Two snippets from a newsletter sent out by
Carbusters:
- The city of Guangzhou has banned battery-powered bicycles to make more room for the 870,000 cars on the streets. This will negatively affect the almost 100,000 residents who drive these bicycles, but will make space for automobiles, which are appearing on Guangzhou's streets at a rate of 150,000 per year [Reuters].
- On average, 3450 people die on the world's roads every day [RoadPeace].
I write about cars and the depredations they inflict on us all not because I think cars are evil, but because they show very clearly what happens when government and its policies become remote from ordinary people. As with so many government activities, the promotion at public expense of transport was a good idea – at first. Roads used to be as essential as decent sewerage. Now, largely because of the enormous growth in road traffic, any other way of getting about has become expensive or dangerous.

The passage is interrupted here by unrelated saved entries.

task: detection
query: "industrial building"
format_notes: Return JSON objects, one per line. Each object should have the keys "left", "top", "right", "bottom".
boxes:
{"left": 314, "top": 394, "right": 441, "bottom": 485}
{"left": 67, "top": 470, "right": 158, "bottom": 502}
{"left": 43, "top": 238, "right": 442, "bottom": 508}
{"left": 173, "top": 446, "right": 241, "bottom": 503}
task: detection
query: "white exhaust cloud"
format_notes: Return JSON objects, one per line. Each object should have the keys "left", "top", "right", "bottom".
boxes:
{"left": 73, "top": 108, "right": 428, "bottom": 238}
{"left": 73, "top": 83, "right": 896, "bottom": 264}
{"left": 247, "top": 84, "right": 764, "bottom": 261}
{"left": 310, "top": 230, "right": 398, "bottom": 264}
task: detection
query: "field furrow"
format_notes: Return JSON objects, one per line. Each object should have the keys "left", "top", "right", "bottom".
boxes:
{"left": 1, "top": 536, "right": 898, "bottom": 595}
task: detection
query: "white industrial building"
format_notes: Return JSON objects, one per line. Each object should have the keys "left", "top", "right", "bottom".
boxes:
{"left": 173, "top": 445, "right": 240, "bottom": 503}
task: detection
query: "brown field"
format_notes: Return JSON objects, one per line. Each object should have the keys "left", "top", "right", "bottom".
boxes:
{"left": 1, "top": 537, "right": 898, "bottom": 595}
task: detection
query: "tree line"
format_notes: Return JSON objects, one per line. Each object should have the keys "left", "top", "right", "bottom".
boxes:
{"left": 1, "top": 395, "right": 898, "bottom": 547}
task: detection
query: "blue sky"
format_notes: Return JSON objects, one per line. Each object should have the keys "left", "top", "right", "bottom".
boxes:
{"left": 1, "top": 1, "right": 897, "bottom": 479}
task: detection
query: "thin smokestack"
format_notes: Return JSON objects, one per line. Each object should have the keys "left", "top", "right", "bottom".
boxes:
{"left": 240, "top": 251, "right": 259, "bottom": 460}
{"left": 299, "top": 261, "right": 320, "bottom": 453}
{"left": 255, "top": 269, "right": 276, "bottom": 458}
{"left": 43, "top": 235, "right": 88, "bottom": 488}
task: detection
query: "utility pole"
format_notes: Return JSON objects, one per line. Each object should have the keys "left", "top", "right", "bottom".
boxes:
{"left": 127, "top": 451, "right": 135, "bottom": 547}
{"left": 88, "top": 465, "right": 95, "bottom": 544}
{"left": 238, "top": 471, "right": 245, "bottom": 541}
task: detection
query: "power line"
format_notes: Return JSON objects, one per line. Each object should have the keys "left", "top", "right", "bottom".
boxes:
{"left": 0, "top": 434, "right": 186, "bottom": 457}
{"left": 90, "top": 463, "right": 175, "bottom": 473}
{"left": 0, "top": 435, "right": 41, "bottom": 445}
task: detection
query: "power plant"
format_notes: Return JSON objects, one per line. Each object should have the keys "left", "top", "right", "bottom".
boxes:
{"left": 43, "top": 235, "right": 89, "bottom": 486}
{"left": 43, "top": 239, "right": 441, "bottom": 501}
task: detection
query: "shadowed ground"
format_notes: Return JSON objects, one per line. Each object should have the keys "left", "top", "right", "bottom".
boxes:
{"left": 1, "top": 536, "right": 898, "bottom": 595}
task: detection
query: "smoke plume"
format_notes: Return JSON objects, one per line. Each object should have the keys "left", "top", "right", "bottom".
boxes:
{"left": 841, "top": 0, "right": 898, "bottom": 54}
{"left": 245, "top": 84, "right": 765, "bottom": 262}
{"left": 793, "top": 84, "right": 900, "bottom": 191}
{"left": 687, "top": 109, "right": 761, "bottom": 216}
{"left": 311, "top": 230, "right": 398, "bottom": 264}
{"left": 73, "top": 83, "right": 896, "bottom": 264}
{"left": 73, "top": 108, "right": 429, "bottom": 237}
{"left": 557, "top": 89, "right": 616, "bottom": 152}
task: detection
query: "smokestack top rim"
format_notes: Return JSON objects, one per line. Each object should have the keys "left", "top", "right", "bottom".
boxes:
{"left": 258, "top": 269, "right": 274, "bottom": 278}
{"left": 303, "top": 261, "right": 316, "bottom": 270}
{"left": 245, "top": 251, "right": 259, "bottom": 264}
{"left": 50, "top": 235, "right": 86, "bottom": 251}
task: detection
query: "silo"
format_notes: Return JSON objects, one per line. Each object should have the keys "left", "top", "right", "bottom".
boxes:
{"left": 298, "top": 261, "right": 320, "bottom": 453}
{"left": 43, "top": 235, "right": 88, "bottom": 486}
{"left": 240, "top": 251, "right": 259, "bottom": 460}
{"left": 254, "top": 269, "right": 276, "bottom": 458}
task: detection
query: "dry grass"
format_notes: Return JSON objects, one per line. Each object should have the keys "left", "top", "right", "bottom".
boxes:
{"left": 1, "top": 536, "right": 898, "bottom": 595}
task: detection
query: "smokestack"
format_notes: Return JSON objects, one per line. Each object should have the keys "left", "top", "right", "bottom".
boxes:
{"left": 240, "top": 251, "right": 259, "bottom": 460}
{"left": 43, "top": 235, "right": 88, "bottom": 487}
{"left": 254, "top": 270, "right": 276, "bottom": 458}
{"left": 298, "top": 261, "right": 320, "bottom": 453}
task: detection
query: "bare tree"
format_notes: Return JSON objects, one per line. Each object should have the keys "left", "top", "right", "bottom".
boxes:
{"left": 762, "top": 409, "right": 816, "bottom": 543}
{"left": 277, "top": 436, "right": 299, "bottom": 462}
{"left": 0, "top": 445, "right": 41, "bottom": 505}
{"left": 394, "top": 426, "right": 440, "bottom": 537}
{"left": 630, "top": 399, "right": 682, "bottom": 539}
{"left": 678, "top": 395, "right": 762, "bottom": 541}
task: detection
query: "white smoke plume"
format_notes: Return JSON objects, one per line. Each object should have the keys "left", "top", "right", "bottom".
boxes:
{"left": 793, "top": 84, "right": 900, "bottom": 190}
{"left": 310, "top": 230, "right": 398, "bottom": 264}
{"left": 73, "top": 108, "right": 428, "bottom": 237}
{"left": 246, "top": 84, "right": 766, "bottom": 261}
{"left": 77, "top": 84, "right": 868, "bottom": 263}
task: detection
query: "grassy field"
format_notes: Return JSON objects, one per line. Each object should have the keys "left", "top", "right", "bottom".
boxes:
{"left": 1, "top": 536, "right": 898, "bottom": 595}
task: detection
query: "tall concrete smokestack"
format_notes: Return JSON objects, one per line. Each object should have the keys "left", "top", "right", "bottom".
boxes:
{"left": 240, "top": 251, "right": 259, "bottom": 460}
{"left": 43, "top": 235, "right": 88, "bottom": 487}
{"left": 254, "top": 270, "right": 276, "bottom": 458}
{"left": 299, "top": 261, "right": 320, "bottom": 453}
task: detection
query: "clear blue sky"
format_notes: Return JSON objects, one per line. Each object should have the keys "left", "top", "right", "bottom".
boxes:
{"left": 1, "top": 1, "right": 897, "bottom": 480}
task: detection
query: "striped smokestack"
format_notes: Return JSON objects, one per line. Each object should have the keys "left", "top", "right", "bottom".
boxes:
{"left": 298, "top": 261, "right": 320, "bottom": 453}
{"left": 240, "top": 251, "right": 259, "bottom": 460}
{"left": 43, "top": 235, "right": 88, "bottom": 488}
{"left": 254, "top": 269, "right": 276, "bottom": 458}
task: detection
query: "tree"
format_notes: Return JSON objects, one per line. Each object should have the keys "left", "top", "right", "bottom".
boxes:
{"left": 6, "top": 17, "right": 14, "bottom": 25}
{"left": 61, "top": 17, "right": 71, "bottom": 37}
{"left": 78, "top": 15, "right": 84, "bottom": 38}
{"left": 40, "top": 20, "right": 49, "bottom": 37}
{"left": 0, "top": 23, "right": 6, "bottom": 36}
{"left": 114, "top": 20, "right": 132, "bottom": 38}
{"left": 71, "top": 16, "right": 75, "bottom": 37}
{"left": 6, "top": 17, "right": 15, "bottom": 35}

We are so hooked on our cars, and the road lobby is so hooked on corporate welfare, that government can do little to stop the juggernaut, even when it kills people at the rate of one 9-11 a day – as well as maiming and mutilating tens of thousands. Oh, and poisons our atmosphere, devastates our cities and countryside, and goes a long way toward shredding our social fabric.
Some years ago when the Chinese Government was bundling Falun Gong meditators into trucks for torture and worse, the British people mounted a remarkably successful demonstration…against a small rise in petrol prices.